Residents of drought-plagued California fell just short of the state's mandated water conservation target over the nine months that ended in February as they let lawns turn brown, flushed toilets less often and took other strict measures, officials said Monday.
Residents statewide used 23.9 percent less water over those nine months compared to the same months in 2013.
The savings were shy of the 25 percent water cuts that Gov. Jerry Brown ordered last year for users in cities and towns.
Felicia Marcus, chair of the State Water Resources Control Board, called it an "enormous effort" in saving water, despite the missed target.
"Californians rose to the occasion, reducing irrigation, fixing leaks, taking shorter showers and saving our precious water resources in all sorts of ways," she said.

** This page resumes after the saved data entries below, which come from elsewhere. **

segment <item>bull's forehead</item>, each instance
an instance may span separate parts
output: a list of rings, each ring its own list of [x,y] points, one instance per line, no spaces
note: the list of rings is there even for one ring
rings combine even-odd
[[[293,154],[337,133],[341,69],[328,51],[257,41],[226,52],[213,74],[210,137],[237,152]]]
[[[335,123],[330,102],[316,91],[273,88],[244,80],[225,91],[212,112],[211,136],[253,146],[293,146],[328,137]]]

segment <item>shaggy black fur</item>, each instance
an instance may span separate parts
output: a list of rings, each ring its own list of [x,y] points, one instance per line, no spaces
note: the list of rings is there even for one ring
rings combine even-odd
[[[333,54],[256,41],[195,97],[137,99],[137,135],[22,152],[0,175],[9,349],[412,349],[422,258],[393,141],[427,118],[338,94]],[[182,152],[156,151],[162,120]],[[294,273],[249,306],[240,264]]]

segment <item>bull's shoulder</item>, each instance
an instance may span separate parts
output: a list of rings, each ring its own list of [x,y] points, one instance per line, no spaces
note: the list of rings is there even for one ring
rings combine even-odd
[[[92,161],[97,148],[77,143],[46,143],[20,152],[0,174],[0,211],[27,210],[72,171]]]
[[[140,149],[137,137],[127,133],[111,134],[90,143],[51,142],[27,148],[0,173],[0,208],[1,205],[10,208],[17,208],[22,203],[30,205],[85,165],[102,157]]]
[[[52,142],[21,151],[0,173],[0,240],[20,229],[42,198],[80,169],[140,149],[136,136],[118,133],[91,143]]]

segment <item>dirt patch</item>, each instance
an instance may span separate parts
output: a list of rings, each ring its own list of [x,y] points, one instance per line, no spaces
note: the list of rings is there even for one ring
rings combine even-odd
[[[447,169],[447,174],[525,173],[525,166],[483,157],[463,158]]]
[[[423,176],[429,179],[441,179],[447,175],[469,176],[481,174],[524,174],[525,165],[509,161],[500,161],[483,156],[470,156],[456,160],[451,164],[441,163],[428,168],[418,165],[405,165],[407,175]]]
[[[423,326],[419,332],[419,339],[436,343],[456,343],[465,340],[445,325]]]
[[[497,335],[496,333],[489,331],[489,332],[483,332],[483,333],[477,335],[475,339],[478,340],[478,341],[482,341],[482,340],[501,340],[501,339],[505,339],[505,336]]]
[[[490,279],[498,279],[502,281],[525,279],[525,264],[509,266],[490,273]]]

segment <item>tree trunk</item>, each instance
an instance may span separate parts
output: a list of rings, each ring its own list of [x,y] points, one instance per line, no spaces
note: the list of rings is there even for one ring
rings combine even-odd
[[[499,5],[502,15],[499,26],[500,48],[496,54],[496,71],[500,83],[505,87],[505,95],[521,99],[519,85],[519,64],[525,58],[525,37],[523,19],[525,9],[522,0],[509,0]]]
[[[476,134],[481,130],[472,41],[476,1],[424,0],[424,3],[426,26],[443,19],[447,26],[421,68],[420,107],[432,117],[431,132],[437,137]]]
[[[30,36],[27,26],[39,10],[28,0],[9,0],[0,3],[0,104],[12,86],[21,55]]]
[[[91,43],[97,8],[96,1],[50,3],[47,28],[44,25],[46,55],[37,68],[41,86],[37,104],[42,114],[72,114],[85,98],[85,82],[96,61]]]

Californians saved just 12 percent in the month of February — less than half the target ordered by Brown.
February was the final month of reporting under the governor's 25 percent savings mandate. Californians will now be required to use at least 20 percent less water.
The state is now in the fifth year of drought, even though an El Nino weather system delivered a near-average year of rain and snow in some parts of the state.

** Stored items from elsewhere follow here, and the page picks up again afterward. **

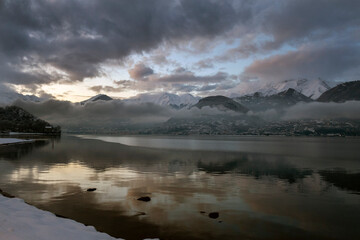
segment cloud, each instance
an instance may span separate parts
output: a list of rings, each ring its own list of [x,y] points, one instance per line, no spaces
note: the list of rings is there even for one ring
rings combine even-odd
[[[286,110],[283,120],[298,119],[360,119],[360,102],[299,103]]]
[[[359,66],[359,47],[313,45],[254,61],[243,76],[268,81],[318,77],[349,81],[357,79]]]
[[[203,92],[203,91],[211,91],[211,90],[214,90],[216,88],[217,88],[216,84],[208,84],[208,85],[204,85],[204,86],[200,87],[197,90],[200,91],[200,92]]]
[[[195,64],[197,69],[206,69],[206,68],[213,68],[214,64],[212,63],[211,59],[204,59],[200,60]]]
[[[175,74],[153,76],[149,80],[152,82],[165,83],[219,83],[225,81],[228,74],[225,72],[217,72],[212,75],[197,76],[194,72],[180,72]]]
[[[274,49],[284,44],[342,37],[342,33],[359,28],[357,10],[360,2],[354,0],[283,0],[269,3],[263,12],[261,32],[272,36],[264,48]]]
[[[359,73],[359,8],[356,0],[2,0],[0,82],[29,89],[75,83],[103,76],[109,62],[165,48],[148,61],[165,69],[177,65],[168,49],[189,48],[190,57],[215,49],[218,56],[199,59],[194,69],[266,56],[251,63],[244,74],[348,80]],[[225,45],[230,49],[219,51]],[[164,89],[173,83],[223,79],[205,79],[198,73],[156,75],[153,69],[158,68],[136,65],[129,74],[135,80],[161,82]]]
[[[249,5],[244,9],[249,14],[248,18],[238,23],[233,32],[226,36],[230,43],[236,43],[233,44],[235,46],[215,57],[201,60],[199,64],[269,55],[283,47],[297,49],[309,43],[329,46],[331,41],[346,40],[353,49],[358,48],[358,1],[278,0],[247,3]],[[239,4],[246,4],[246,1]]]
[[[14,105],[65,129],[156,123],[164,122],[171,116],[171,110],[165,107],[151,103],[126,104],[120,100],[91,102],[85,106],[57,100],[40,103],[18,100]]]
[[[115,81],[119,87],[97,85],[89,89],[95,92],[121,92],[128,89],[140,92],[205,91],[215,89],[216,86],[228,82],[233,77],[225,72],[200,76],[181,67],[176,68],[170,74],[155,74],[150,67],[144,64],[137,64],[136,67],[132,68],[131,75],[132,78],[136,78],[134,81]]]
[[[132,79],[144,80],[145,77],[152,75],[154,70],[145,66],[143,63],[136,64],[133,68],[129,69],[129,74]]]
[[[1,81],[82,81],[101,75],[106,61],[122,60],[164,42],[211,38],[232,29],[240,19],[231,0],[3,0],[0,68],[8,74]],[[39,77],[38,68],[28,71],[23,57],[40,67],[48,65],[48,75]],[[57,78],[50,77],[49,68],[56,70]]]

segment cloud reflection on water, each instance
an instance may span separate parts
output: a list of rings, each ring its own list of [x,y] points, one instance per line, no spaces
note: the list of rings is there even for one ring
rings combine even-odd
[[[5,154],[0,188],[127,239],[141,234],[178,239],[358,234],[357,228],[346,227],[360,214],[358,195],[318,174],[339,162],[262,154],[261,144],[257,147],[259,153],[163,150],[65,137],[54,149],[21,146],[24,154]],[[302,151],[301,144],[298,148]],[[344,162],[359,169],[356,161]],[[89,187],[97,191],[86,192]],[[136,200],[144,195],[151,202]],[[219,211],[222,223],[200,211]],[[336,225],[342,213],[344,224]],[[129,230],[134,226],[145,230]],[[323,231],[324,226],[332,231]]]

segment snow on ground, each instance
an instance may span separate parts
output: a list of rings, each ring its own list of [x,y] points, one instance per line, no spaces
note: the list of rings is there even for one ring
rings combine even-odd
[[[18,198],[0,195],[0,239],[107,240],[115,239],[70,219],[59,218]]]
[[[71,219],[28,205],[19,198],[0,194],[0,240],[114,240]],[[120,238],[119,238],[120,239]],[[150,239],[148,239],[150,240]]]
[[[1,144],[12,144],[12,143],[23,143],[23,142],[32,142],[32,140],[24,140],[18,138],[0,138]]]

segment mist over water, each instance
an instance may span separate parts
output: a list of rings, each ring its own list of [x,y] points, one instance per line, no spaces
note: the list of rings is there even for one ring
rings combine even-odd
[[[125,239],[356,239],[359,141],[65,136],[1,147],[0,188]]]

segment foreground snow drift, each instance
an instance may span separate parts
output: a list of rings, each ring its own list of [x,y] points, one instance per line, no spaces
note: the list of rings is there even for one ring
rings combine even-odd
[[[106,240],[115,239],[70,219],[59,218],[18,198],[0,195],[0,239]]]
[[[50,212],[26,204],[21,199],[6,198],[0,194],[0,239],[114,240],[120,238],[97,232],[94,227],[85,226],[71,219],[56,217]]]

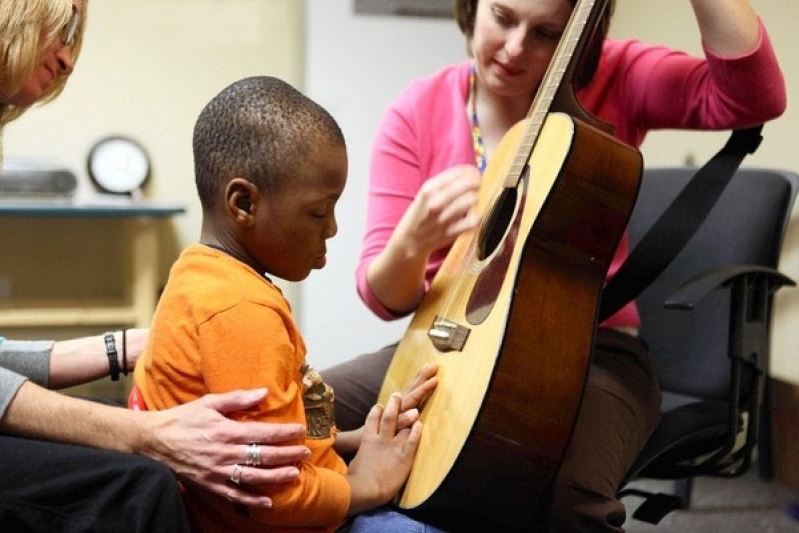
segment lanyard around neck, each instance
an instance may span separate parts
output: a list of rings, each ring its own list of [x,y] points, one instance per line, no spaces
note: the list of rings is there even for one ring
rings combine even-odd
[[[477,170],[479,170],[480,174],[482,174],[486,169],[486,149],[485,144],[483,144],[483,132],[480,129],[480,123],[477,121],[477,105],[475,102],[475,95],[475,72],[474,65],[472,65],[471,72],[469,74],[468,114],[469,123],[472,130],[472,142],[474,144],[474,158],[477,164]]]

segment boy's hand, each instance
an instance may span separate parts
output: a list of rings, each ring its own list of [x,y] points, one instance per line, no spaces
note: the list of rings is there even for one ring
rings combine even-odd
[[[392,394],[385,408],[375,405],[366,418],[361,447],[347,472],[348,515],[387,503],[411,471],[422,436],[422,423],[416,421],[409,428],[399,429],[401,403],[401,395]]]
[[[436,379],[437,372],[438,366],[433,363],[427,363],[419,370],[416,377],[413,378],[413,381],[405,388],[402,394],[395,392],[391,395],[391,398],[396,396],[400,399],[396,431],[408,429],[419,420],[419,409],[421,409],[422,404],[430,397],[430,394],[432,394],[436,385],[438,385],[438,380]],[[367,418],[367,425],[368,422],[369,419]],[[353,431],[342,431],[339,433],[336,436],[336,443],[334,445],[336,452],[344,456],[356,453],[361,446],[365,430],[366,425]]]
[[[419,419],[419,411],[425,400],[430,397],[438,385],[437,373],[438,366],[435,363],[427,363],[405,387],[402,392],[397,430],[409,428]]]

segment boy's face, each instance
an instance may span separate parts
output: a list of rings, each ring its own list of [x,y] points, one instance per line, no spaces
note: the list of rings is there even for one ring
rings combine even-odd
[[[301,281],[327,262],[335,207],[347,181],[343,146],[320,145],[275,194],[260,195],[249,250],[267,273]]]

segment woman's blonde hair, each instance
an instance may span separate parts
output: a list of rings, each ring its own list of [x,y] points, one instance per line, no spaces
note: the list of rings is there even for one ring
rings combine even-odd
[[[76,61],[83,42],[89,0],[83,0],[75,40],[70,47]],[[36,69],[41,54],[58,39],[72,16],[72,0],[3,0],[0,2],[0,93],[13,95]],[[58,74],[38,103],[58,96],[67,76]],[[0,104],[2,128],[25,112],[11,104]],[[0,145],[2,146],[2,145]],[[2,152],[0,152],[1,154]]]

State officials say that might impact the outcome of a workshop planned later this month to consider the best approach for conservation.
Key reservoirs in Northern California are brimming after El Nino storms drenched the region. However, Southern California saw relatively little precipitation, leaving most of its reservoirs low.
By April 1 — typically the end of California's rain and snow season — the state was left with a nearly average snowpack and few hopes of more significant storms.
"We need people to keep saving," Marcus said.